Era un día gris, de un cielo opaco y pesado, lleno, sin embargo, de un sano y tonificante vigor alpino, de esa energía sin perfume Pero vivificante, diluida en el aire helado de las montañas. Al cabo de una hora, el tren había penetrado en la región de los Alpes: colinas, valles, la sensación de la vecindad inmediata de montañas vertiginosas, el sombrío encantamiento de los bosques alemanes, esos bosques que son algo más que la suma de árboles, y que, como un filtro, vierten un sortilegio mágico en el corazón de los hombres, sobre todo de esos extranjeros que tienen alguna afinidad racial con esa tierra, la cual les hace oír una misteriosa música de obsesionantes recuerdos que ellos no pueden fijar jamás completamente.

Es el experimento aplastante de un descubrimiento inminente, tal el que experimentan aquellos que penetran por primera vez en la patria de sus antepasados. Es como si se penetrara en esa región desconocida por la cual nuestras imaginaciones suspiraban tan apasionadamente cuando éramos jóvenes: la parte oscura de nuestra alma, el hermano extranjero y el complemento del país que conocimos en nuestra infancia. Y en el momento en que lo avistamos, se revela instantáneamente a nosotros el poder y la emocionante plenitud de algo que reconocemos sin creer en lo que vemos, con esa realidad fantástica hecha de lo desconocido y de lo conocido, realidad fantástica que poseen todos los sueños y los encantamientos.

¿Qué es eso, entonces? ¿Cuál esa arrebatada y salvaje alegría que hace exultar nuestros corazones? ¿Cuál ese recuerdo que no podemos expresar, ese reconocimiento instantáneo que ninguna palabra pude expresar? No sabríamos decirlo. No poseemos ningún medio para hacerlo comprender, ningún testimonio coherente que pudiera probarlo, y se nos podría reprochar, irónica y despreciativamente como una absurda superstición. Y, sin embargo, en el mismo momento de entrar allí reconocemos ese sombrío país, y aunque no podemos expresar lo que experimentamos, tenemos lo que tenemos, sabemos lo que sabernos, y somos lo que somos.

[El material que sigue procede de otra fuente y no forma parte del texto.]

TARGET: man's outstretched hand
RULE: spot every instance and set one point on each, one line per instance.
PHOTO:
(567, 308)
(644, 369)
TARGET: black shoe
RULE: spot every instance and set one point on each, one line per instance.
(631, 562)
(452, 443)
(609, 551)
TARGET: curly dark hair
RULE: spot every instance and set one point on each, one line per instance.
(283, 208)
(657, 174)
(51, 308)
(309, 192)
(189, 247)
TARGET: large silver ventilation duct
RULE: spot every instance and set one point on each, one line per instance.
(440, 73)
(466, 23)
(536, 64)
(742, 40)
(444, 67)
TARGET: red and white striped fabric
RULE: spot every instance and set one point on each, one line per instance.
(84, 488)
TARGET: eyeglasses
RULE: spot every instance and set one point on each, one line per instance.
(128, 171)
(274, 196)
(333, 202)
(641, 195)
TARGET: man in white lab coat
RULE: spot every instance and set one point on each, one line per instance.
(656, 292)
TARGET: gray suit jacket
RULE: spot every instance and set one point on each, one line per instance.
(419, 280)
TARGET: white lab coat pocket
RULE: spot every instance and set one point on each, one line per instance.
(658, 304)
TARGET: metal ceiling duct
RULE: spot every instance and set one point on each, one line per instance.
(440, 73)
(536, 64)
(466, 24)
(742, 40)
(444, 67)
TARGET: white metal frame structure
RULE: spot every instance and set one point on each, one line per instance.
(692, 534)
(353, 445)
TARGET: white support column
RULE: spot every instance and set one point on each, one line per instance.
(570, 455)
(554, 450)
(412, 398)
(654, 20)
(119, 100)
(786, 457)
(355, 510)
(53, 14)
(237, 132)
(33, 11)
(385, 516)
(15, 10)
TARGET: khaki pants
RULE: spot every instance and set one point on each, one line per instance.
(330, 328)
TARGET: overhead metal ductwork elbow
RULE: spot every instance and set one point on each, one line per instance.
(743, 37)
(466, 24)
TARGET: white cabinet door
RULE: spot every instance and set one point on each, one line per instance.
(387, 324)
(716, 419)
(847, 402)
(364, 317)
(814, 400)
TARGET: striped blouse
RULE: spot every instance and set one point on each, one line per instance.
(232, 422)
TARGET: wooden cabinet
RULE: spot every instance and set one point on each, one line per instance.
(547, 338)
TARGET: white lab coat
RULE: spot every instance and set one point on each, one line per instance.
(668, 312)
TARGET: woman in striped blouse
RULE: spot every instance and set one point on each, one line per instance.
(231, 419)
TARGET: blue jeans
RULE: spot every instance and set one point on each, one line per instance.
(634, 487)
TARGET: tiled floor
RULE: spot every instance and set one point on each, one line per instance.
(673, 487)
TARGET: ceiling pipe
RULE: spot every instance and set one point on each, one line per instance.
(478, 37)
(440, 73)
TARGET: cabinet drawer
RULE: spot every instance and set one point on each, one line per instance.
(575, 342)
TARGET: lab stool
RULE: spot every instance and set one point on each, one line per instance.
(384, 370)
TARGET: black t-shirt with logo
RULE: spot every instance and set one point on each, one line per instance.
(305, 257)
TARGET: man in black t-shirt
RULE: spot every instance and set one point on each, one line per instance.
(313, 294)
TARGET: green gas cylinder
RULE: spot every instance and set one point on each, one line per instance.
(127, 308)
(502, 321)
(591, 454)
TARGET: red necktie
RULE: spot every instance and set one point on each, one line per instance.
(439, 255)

¿Y qué somos? Somos los desheredados, los americanos perdidos. Cielos inmensos y desiertos extienden su bóveda sobre nosotros; arrastramos en nuestra sangre la sangre de diez millones de hombres. ¿De dónde viene esa impresión de lo desconocido inmediatamente reconocido, ese recuerdo que nos obsesiona como el de un sueño y que casi llegamos a concretar? ¿De dónde esa hambre no saciada, ese deseo obsesionante y esa sombría y solemne música de elfos y de magos que resuena a través del bosque? ¿Cómo es que ese joven americano ha reconocido, desde el primer momento en que lo vio, ese país extranjero?

¿Cómo es que, desde la primera noche pasada en una ciudad alemana ha comprendido una lengua que jamás hasta entonces había oído, ¿cómo es que la ha hablado en seguida, diciendo todo lo que quería decir en una lengua que no sabia hablar, empleando una jerga extranjera de la cual no era consciente, que no era ni la suya ni la de ellos, de tal suerte que parecía hablar el espíritu de la lengua y no las palabras, y que, al instante y de esta manera, era comprendido de todos aquellos con los cuales conversaba ?(9)

Ese "descubrimiento inmediato" de que habla Wolfe, esa mezcla inenarrable de alegría y tristeza que embarga al americano en la tierra de sus antepasados no se encuentran en ninguna parte, tal vez, mejor expuestos que en estas palabras de uno de los cuentos del novelista norteamericano. Es ese súbito reconocimiento el relámpago a través del cual el americano tiene lo que tiene, sabe lo que sabe, es lo que es: lo que tenía en América lo tiene ahora en Europa; lo que sabía aquí lo sabe -mejor y definitivamente- en Europa.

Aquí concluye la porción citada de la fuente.